Healed natural areola
For patients with an intact areola complex who are seeking color restoration (after lightening from age, breastfeeding, or other causes), the tissue is the most predictable category. Color matching to the patient’s natural tone, conservative refresh of saturation, and minimal disruption of the natural appearance are the standard.
The Color Conversation
Color selection is the most consequential decision in the consultation. The practitioner is matching to one of three reference points:
- The contralateral side for unilateral cases. Photographs taken in consistent lighting at the consultation become the reference. The match accounts for how the pigment will appear after healing, not how it looks immediately after placement.
- The patient’s pre-treatment areola color for bilateral cases. Family photographs, the patient’s pre-treatment medical photographs, or a color preference selected with the patient.
- A selected reference shade when neither of the above is available. Pigment manufacturers’ color reference cards provide a starting point, but practitioner experience with how each pigment behaves on different skin types is irreplaceable.
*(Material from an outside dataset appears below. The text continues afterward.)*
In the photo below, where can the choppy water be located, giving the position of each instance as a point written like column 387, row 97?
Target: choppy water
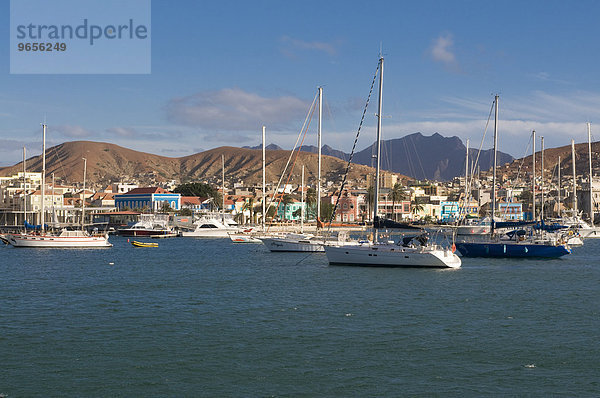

Color shifts over the healing period. Pigment that is placed at full saturation typically softens by 20 to 40 percent in the first six weeks. Practitioners account for this by placing pigment slightly more saturated than the target, then adjusting in the touch-up session if needed. Patients who see the work in the chair and are concerned it looks too saturated should be reassured: the work is calibrated for what will appear at week six, not what appears at day one.
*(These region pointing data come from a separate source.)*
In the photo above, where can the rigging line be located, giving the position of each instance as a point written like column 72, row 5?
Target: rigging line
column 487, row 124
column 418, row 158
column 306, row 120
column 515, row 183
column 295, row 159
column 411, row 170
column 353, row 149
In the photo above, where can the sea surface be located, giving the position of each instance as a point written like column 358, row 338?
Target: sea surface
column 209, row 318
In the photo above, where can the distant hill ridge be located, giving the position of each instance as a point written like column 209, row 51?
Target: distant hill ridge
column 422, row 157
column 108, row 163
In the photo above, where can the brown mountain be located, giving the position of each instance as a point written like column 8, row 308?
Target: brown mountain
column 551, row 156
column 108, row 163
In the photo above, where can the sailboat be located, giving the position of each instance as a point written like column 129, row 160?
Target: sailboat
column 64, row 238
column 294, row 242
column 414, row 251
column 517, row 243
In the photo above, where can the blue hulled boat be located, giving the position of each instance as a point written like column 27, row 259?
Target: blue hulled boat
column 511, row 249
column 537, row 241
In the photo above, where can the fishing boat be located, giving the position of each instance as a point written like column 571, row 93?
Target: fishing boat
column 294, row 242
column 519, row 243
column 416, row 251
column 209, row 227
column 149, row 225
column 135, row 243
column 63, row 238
What the Practitioner Cannot Control
Honest practitioners will tell patients what they cannot promise. Healing is patient-specific. Pigment retention varies. Sun exposure, certain skin-care products, friction from clothing, and individual immune response all affect the long-term appearance of the work. The practitioner controls the placement, the technique, the pigment choice, and the aftercare instructions. Patients control how closely they follow the aftercare protocol and how they care for the skin in the years that follow.
Touch-up sessions are normal. Most areola restoration work involves a planned touch-up six to eight weeks after the initial session. The touch-up adjusts color, reinforces any areas where pigment did not retain as planned, and brings the work to final saturation. Practitioners who promise that one session will be sufficient are setting expectations they cannot meet.
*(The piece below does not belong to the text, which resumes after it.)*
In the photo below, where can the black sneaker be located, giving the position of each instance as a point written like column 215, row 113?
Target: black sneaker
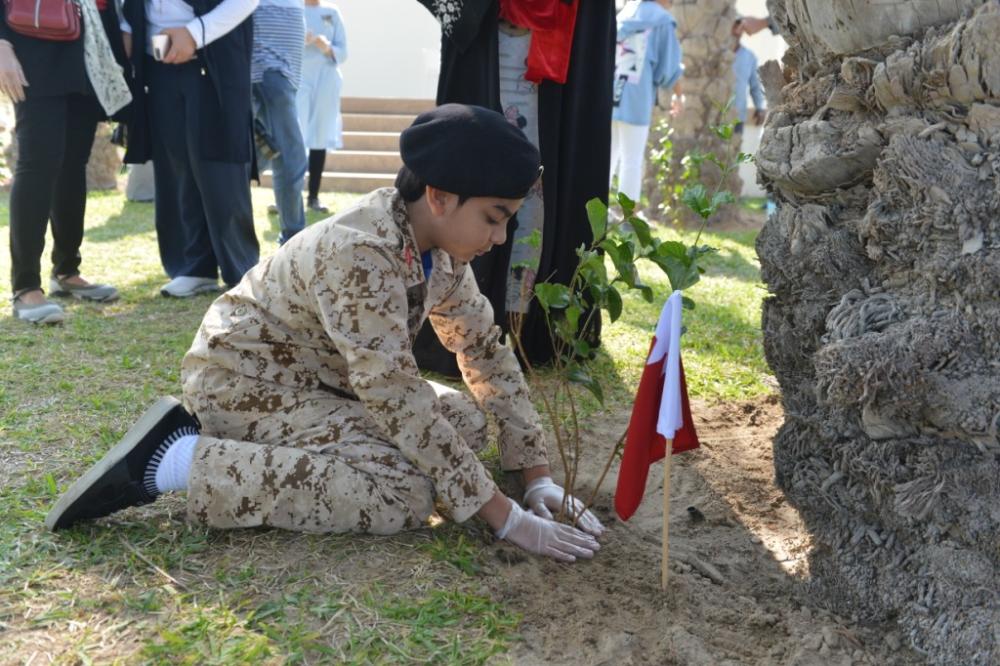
column 120, row 479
What Patients Should Bring to the Consultation
- Medical records from the reconstruction, including surgeon’s notes if available
- Referral letter from the plastic surgeon or oncology team, if applicable
- Photographs of the contralateral side or pre-treatment areola, if available
- A list of any medications, particularly blood thinners, immunosuppressants, or steroids
- A list of any allergies or sensitivities to topical products or pigments
- Questions about the practitioner’s training, the technique, and the studio’s protocols
- A trusted person, if it helps the patient feel grounded for the conversation
The consultation is not a formality. It is the moment where the patient and the practitioner decide together whether the work should proceed, how it should be done, and what the result should look like. Patients who treat the consultation as the most important conversation of the process tend to be the patients who are happiest with the final result.
For practitioners considering training in the discipline, the Academy’s 3D Areola Masterclass devotes substantial time to the consultation as a clinical skill. It is not separable from the technique. The consultation is the technique — the part of the work that determines whether the rest of the work has the foundation it needs.